The Graf interrupted, speaking to Peter Windsor. “Suppose he had paid the ransom. Then the Nihilists would have had no excuse to execute him.”
Peter yawned and said, “We looked into it thoroughly. He was on the outs with his wife, don’t you know? And she was in control of his interests in his absence. We were quite certain that she would never pay such a sum.

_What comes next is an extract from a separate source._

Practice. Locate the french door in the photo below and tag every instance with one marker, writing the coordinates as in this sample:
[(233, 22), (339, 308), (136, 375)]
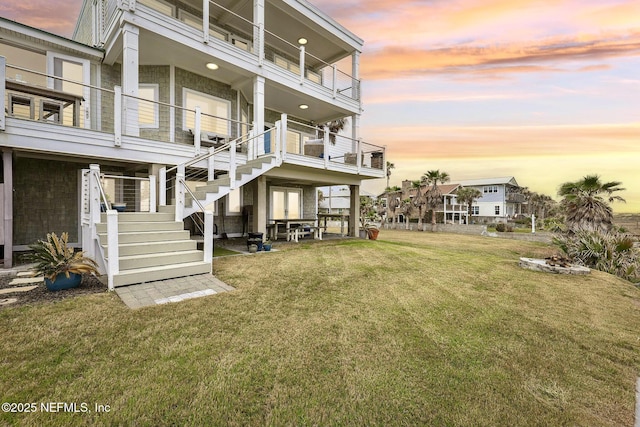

She didn’t. He’s dead and the killing laid at the doorstep of the Nihilists.”
The Graf thought about it and finally nodded in agreement. “Very well, I understand that the Central Committee is in session in Rome. You will go there as my deputy, Peter, and exert what pressure you can to have me entered as a full member into the Committee. I assume that your strongest competitor for the honor will be the Prophet.”
Windsor said thoughtfully, “Don’t you think it would be better, Chief, if you went yourself? You’ve been a Candidate Member for years but none of the Committee have ever met you. You’d throw more weight if you attended, I shouldn’t wonder.”
The Graf grunted contempt of that opinion. “Peter, I have not left the Wolfschloss for twenty years. The last time I did, three separate attempts were made on my life. The last nearly succeeded. No, I’ll stay here. Keep in mind that the Prophet will also be represented by a deputy. He has no intention of permitting a rumor that he is so worldly as to belong to the World Club. Is there anything else?”
Peter said, “One other item that ordinarily I wouldn’t bother you with. A black named Horace Hampton, who seems, ah, an enigma. He is an active member of the Anti-Racist League in America and indications are that he will soon be raised to membership in their National Executive Committee. This Anti-Racist League has come under the scrutiny of the World Club. So long as they were confined
to North America alone they could be largely ignored. But with the Central Committee about to take steps to expand the United States of the Americas, these militant anti-racists take on a new posture.”
“How do you mean?” the Graf said impatiently.
“The next step in the erecting of a World State is to invite Australia and New Zealand to join the United States of the Americas. The computers conclude that, if invited, they will join. Perhaps Great Britain and Ireland will be next. In all four countries there are few minorities, so the anti-racists are no difficulty. However, offering membership to still other nations poses a problem. Suppose India is approached. If the Anti-Racist League were to infiltrate and influence India, her votes would swamp the new United States of the World.”
“What has all this got to do with Horace Hampton?”
“He is one of the more intelligent and aggressive members of the League. Sheila Duff-Roberts has given us a contract on this mystery man. I strongly suspect that the National Data Banks have been corrupted to the point of his dossier being a fake.”
Margit said musingly, “It isn’t the easiest thing in the world to infiltrate the American National Data Banks.”
“No, it bloody well isn’t,” Peter said. “And it seems unlikely that an organization as short of funds as this League could do it.”